La digitalizzazione è la seconda voce di spesa nel Recovery fund. Oltre 46 miliardi per rendere il Paese più forte e sicuro. Un’occasione da non perdere
Nell’ultima bozza del Recovery Plan italiano ci sono ben 46 miliardi di euro destinati ai progetti di digitalizzazione. Cioè più di un quinto del totale dei progetti, che supera i 222 miliardi. Semplificazione, transizione 4.0, fibra ottica, 5G, sistemi satellitari: quei 46 miliardi riguardano questo e molto altro. Misure urgenti per il Paese, per il suo sviluppo e per la sua sicurezza.

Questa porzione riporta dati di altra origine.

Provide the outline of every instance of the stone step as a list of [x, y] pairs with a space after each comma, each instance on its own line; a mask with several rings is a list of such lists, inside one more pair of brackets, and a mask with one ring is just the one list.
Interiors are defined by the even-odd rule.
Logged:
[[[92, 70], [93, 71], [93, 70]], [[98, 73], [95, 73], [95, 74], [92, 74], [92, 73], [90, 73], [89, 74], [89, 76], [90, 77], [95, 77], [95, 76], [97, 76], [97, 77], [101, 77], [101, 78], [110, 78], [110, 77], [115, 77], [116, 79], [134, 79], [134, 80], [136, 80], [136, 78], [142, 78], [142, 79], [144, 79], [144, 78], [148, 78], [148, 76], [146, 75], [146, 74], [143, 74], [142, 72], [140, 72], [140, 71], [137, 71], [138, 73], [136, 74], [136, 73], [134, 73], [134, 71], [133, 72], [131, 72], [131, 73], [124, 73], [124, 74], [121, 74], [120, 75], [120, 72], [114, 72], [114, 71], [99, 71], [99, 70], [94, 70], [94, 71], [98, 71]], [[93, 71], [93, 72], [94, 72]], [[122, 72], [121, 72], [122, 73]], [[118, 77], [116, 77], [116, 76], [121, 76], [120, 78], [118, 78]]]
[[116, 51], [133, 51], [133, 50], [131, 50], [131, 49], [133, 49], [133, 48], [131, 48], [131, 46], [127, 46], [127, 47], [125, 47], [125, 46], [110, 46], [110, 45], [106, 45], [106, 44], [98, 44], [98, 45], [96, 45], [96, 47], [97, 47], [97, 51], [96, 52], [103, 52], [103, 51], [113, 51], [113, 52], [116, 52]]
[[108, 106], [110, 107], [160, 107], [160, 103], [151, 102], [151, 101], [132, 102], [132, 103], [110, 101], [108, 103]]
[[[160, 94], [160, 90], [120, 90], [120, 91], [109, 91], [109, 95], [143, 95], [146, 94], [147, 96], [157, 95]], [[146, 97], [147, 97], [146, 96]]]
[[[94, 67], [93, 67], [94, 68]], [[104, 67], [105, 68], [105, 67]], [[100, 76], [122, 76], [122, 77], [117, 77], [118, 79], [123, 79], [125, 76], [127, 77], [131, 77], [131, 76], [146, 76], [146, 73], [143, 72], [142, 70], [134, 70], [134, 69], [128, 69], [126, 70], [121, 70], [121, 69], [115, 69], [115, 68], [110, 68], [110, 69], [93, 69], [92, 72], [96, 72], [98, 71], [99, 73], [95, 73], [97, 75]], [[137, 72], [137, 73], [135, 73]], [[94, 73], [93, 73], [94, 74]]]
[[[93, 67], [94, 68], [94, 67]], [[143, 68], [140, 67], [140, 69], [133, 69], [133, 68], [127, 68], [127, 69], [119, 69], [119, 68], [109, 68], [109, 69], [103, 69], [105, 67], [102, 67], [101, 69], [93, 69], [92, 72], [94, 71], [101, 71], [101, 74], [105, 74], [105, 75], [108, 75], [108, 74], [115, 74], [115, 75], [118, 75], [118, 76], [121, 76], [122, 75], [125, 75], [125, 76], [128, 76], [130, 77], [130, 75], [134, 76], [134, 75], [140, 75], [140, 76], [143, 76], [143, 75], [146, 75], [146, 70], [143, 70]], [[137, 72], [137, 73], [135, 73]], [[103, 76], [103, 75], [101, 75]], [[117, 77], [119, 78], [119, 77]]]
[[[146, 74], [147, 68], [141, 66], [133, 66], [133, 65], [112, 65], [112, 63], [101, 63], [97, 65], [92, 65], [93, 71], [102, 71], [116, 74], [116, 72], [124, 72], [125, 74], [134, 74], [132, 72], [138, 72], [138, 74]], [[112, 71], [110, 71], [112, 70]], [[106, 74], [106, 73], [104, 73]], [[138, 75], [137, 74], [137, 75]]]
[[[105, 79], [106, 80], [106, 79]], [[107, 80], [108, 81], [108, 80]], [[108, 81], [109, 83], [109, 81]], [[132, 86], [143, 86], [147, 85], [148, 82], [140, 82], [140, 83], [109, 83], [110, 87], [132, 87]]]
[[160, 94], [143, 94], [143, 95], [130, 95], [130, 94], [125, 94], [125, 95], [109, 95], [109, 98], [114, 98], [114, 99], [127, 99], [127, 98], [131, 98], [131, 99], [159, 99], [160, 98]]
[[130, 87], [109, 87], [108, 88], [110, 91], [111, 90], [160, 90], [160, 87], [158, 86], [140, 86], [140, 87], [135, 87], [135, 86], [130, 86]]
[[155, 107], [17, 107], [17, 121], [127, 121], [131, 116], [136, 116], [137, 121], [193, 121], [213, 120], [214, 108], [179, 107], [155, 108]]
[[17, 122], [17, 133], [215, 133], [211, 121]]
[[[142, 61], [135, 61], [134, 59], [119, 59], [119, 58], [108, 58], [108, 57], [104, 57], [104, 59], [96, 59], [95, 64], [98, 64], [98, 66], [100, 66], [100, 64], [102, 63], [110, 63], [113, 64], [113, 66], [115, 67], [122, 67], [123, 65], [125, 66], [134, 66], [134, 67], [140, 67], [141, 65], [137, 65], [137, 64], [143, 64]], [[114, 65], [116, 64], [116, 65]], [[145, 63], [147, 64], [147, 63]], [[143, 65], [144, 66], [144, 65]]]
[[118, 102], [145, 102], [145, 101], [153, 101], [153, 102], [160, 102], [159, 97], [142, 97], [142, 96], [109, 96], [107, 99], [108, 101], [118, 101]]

La digitalizzazione è la seconda delle sei missioni individuate per ammontare delle risorse allocate: davanti a essa c’è, infatti, soltanto il capitolo dedicato a rivoluzione verde e transizione ecologica. La missione si struttura in tre componenti. La prima riguarda le infrastrutture, fisiche e non, dalla rete ferroviaria ai porti fino alla banda larga. La seconda concerne invece la pubblica amministrazione, con l’intenzione di portare online buona parte dei servizi oggi accessibili soltanto presso gli uffici. E in questo ambito rientrano anche le risorse destinata alla sanità, con l’intento di rafforzare l’assistenza di prossimità e sostenere la telemedicina. La terza riguarda le imprese e gli incentivi per dotarsi di strumenti digitali avanzati per le comunicazioni e il commercio.
Nello specifico, 11,3 miliardi sono per la “digitalizzazione, innovazione e sicurezza nella pubblica amministrazione”, 26,6 miliardi per la “digitalizzazione, ricerca e sviluppo e innovazione del sistema produttivo” e 8 miliardi a “turismo e cultura”.
Il 26 agosto del 2019 è stato pubblicato in Gazzetta Ufficiale il decreto del presidente del Consiglio dei ministri del 19 giugno 2019, che istituisce il Dipartimento per la Trasformazione Digitale. Già allora, nel mezzo delle trattative che portarono dal Conte I al Conte II, Stefano Mele, avvocato esperto in diritto delle nuove tecnologie, lanciava un appello dalla pagine di Formiche.net: “i temi dell’innovazione tecnologica e della sicurezza cibernetica divengano finalmente centrali nell’agenda politica del prossimo governo, qualunque esso sia”. E ancora: “Il nostro futuro – è sotto gli occhi di tutti – passa soprattutto attraverso l’innovazione tecnologica, che a sua volta per funzionare si deve necessariamente sorregge sulla sicurezza cibernetica. Se ciò è vero, allora, l’innovazione tecnologica e la sicurezza cibernetica devono diventare uno degli elementi cardine della nostra politica nazionale, come lo sono già in altri Paesi”.
Parole scritte prima della pandemia. Che per questo suonano ancora più attuali oggi, alla luce della crisi che stiamo attraversando e delle opportunità che non possiamo permetterci di non cogliere.
“Governare significa trovare le soluzioni fondamentali che fanno bene al Paese e chi ne ha più bisogno”, spiegava alcuni giorni fa il professor Luciano Floridi a Formiche.net. Qualche esempio? Oltre a “gestione della pandemia, del lavoro, miglioramento della scuola ed evasione, il professore citava innovazione, ristrutturazione dell’amministrazione pubblica e investimenti strutturali per il futuro.